Dems aim for lame duck passage of energy bill

Jay Cost:

Mike Allen broke this astounding bit of news yesterday:

Phil Schiliro, the White House congressional liaison, has told the Senate to aim to take up an energy bill the week of July 12, after the July 4 break (and after the scheduled final passage of Wall Street reform). Kagan confirmation will follow, ahead of the summer break, scheduled to begin Aug. 9. The plan is to conference the new Senate bill with the already-passed House bill IN A LAME-DUCK SESSION AFTER THE ELECTION, so House members don't have to take another tough vote ahead of midterms.

A White House aide has the official word: "President Obama reiterated his call for comprehensive energy and climate legislation to break our dependence on oil and fossil fuels. In the coming weeks he will be reaching out to Senators on both sides of the aisle to chart a path forward. A number of proposals have been put forward from Members on both sides of the aisle. We're open to good ideas from all sources, and will be working with Senators on a comprehensive proposal. The tragedy in the Gulf underscores the need to move quickly, and the President is committed to finding the votes for comprehensive energy legislation this year."

The 51st Congress (1889-91) was tagged as the Billion Dollar Congress, a profligate Republican-run legislature that raided the Treasury in an effort to pay off all its supporters. The 111th should go down in history as the Trillion Dollar Congress. An enormous energy package passed during a lame duck session would be a fitting epilogue for the Trillion Dollar Congress, which has been consistently out of step with the public mood.

The only reason to pass such a major piece of legislation during a lame duck session is because the proposal is unpopular. If Democrats could sell the bill to their constituents, they would pass it before the November elections then campaign on it. Party leaders must also expect that the political will for this bill will not exist in the 112th Congress after the voters have spoken in November. In other words, the new representatives coming in are not going to vote for it - so Nancy Pelosi, Harry Reid, and Barack Obama had better get the representatives who were just fired to support it before they're forced into early retirement.

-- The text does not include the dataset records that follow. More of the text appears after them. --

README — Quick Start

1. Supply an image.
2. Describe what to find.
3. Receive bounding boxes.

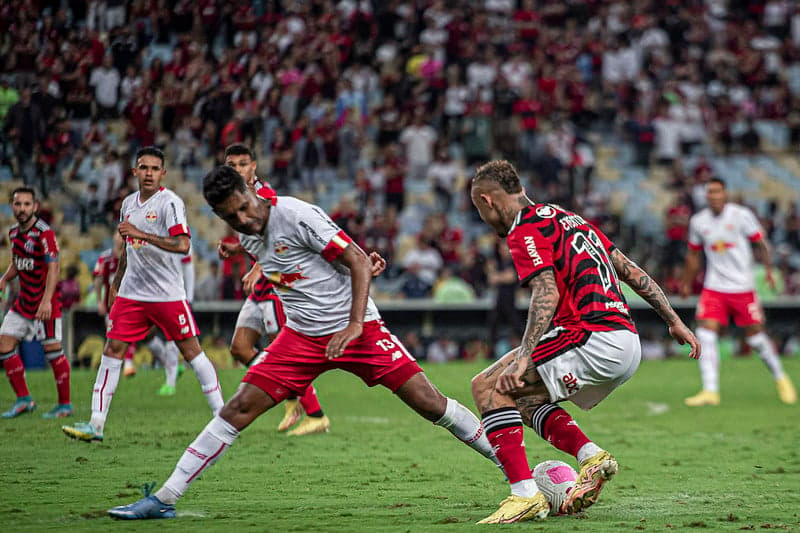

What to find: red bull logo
[711,241,734,254]
[267,267,308,289]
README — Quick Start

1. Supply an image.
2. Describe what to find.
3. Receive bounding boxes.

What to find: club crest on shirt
[536,205,556,218]
[273,241,289,255]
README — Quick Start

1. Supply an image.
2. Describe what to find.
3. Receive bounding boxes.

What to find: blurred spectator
[400,109,436,180]
[486,241,525,347]
[433,267,475,304]
[57,265,81,311]
[425,335,458,363]
[194,261,222,302]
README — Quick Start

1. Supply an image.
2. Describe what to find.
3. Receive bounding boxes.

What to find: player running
[109,166,494,519]
[471,161,700,524]
[62,146,223,442]
[218,143,331,436]
[0,187,72,418]
[681,178,797,407]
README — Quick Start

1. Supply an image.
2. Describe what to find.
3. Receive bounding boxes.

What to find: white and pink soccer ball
[533,460,578,515]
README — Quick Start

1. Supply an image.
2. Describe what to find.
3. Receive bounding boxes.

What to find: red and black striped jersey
[8,219,61,319]
[506,204,636,332]
[92,248,119,309]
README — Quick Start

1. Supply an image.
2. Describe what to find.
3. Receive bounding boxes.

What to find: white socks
[696,328,719,392]
[434,398,502,468]
[155,416,239,505]
[164,341,180,387]
[745,331,783,379]
[91,354,122,435]
[189,352,224,416]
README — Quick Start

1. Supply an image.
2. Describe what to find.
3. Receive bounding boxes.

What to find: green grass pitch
[0,359,800,533]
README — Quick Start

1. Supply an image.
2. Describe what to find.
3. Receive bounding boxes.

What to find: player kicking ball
[109,166,500,519]
[471,161,700,524]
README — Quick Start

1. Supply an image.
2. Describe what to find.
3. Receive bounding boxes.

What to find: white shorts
[0,310,62,346]
[536,328,642,411]
[236,298,281,335]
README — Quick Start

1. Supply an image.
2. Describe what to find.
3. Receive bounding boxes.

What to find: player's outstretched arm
[0,259,17,292]
[611,249,700,359]
[325,242,372,359]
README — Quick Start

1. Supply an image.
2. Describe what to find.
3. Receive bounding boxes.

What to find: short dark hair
[203,165,247,208]
[472,159,522,194]
[133,146,164,168]
[225,143,256,161]
[8,187,36,203]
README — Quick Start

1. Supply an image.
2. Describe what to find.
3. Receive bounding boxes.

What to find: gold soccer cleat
[478,491,550,524]
[775,375,797,405]
[683,390,719,407]
[287,415,331,437]
[278,399,305,432]
[559,451,619,514]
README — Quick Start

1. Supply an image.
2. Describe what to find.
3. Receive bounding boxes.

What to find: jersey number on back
[572,229,619,292]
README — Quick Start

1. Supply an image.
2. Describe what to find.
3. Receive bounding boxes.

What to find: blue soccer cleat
[61,422,103,442]
[42,403,72,418]
[0,396,36,418]
[108,496,175,520]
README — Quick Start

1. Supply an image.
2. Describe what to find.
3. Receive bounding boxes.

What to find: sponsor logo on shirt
[274,241,289,255]
[267,265,308,290]
[525,236,543,266]
[536,205,556,218]
[711,240,736,254]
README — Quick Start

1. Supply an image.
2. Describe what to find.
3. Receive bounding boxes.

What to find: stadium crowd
[0,0,800,358]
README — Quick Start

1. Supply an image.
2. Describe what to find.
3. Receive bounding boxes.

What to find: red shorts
[242,320,422,402]
[695,289,764,327]
[106,296,200,342]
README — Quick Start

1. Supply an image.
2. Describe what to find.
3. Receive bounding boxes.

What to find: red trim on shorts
[169,224,192,237]
[320,230,353,263]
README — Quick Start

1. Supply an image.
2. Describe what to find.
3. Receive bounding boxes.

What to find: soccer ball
[533,461,578,515]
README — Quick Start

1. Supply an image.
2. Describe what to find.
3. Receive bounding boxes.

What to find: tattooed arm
[611,248,700,359]
[497,270,559,394]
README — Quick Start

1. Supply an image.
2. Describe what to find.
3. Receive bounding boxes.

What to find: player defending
[0,187,72,418]
[471,161,700,524]
[219,143,331,436]
[62,147,223,442]
[109,166,504,519]
[681,178,797,407]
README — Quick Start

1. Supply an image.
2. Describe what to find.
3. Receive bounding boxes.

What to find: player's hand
[765,268,776,292]
[669,322,700,359]
[35,300,53,320]
[242,268,261,294]
[117,220,145,239]
[494,357,530,394]
[325,322,364,359]
[217,241,242,259]
[369,252,386,278]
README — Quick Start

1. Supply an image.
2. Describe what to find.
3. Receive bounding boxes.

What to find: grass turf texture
[0,359,800,532]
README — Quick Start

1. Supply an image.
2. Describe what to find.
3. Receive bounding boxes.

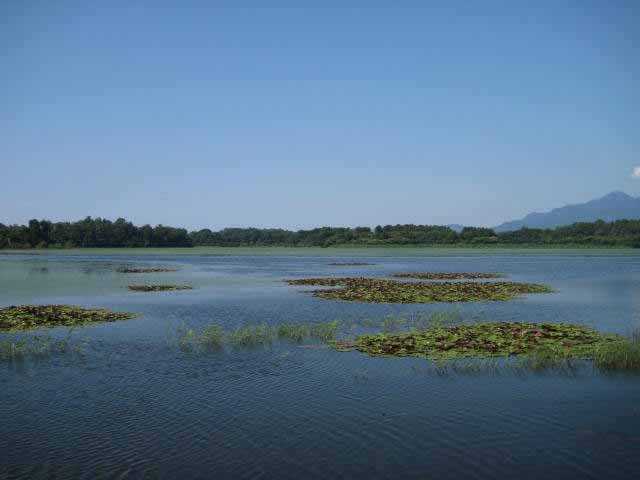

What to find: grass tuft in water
[116,267,178,273]
[593,330,640,372]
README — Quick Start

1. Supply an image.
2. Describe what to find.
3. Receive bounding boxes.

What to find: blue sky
[0,0,640,229]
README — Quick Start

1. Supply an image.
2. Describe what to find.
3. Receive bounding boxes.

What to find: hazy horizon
[0,1,640,230]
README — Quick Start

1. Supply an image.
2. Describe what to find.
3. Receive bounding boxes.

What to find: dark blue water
[0,250,640,479]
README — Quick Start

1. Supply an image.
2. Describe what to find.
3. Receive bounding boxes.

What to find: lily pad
[348,322,624,359]
[287,277,553,303]
[129,285,193,292]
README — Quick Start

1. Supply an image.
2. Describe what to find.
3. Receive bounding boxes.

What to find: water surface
[0,248,640,479]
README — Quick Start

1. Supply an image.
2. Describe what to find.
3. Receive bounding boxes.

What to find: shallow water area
[0,248,640,479]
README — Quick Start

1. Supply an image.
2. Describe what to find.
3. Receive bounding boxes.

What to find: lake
[0,248,640,480]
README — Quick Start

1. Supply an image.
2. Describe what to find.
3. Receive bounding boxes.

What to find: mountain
[494,192,640,232]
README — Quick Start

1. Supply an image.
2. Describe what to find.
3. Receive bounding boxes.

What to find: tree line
[0,217,193,248]
[0,217,640,249]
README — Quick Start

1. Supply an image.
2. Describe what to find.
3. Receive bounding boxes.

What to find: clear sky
[0,0,640,229]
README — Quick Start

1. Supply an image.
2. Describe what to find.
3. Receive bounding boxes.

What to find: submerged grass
[286,277,553,303]
[391,272,504,280]
[129,285,193,292]
[329,262,374,267]
[116,267,178,273]
[177,321,340,351]
[0,305,135,331]
[0,329,83,362]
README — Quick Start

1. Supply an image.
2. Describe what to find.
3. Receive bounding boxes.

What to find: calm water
[0,249,640,479]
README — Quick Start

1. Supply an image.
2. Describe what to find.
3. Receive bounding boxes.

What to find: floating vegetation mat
[329,262,374,267]
[129,285,193,292]
[338,323,625,359]
[392,272,504,280]
[116,267,178,273]
[0,305,135,331]
[287,277,553,303]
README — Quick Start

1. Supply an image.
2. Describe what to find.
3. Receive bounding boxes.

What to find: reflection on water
[0,249,640,479]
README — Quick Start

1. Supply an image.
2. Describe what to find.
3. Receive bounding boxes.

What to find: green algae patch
[0,305,135,331]
[391,272,504,280]
[116,267,178,273]
[287,277,553,303]
[129,285,193,292]
[348,322,626,360]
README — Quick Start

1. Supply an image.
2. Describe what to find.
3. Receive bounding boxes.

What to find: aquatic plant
[391,272,504,280]
[171,320,340,352]
[0,329,83,361]
[342,322,624,364]
[129,285,193,292]
[593,331,640,371]
[286,277,553,303]
[329,262,373,267]
[0,305,135,331]
[116,267,178,273]
[226,323,275,347]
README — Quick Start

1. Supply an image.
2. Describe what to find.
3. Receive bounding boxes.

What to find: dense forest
[0,217,192,248]
[0,217,640,248]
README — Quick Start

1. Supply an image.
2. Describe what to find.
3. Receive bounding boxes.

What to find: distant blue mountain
[494,192,640,232]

This strategy has the same odor that stank up the final stages of health care reform. After the voters of Massachusetts elected Scott Brown to fill Ted Kennedy's seat, the President refused to take the hint. Instead, he employed budgetary reconciliation - a technically legal legislative parlor trick that, had the shoe been on the other foot, would have provoked howls of outrage from the left and especially from our holier-than-thou President - to jam through a bill that the public had expressed sustained and significant opposition to.

...

It looks like they are going to do it again. The GOP should make this an issue in the November election and make the Democrats take a position before the election. If this strategy is true, it appears the Democrats are writing off 2012 too.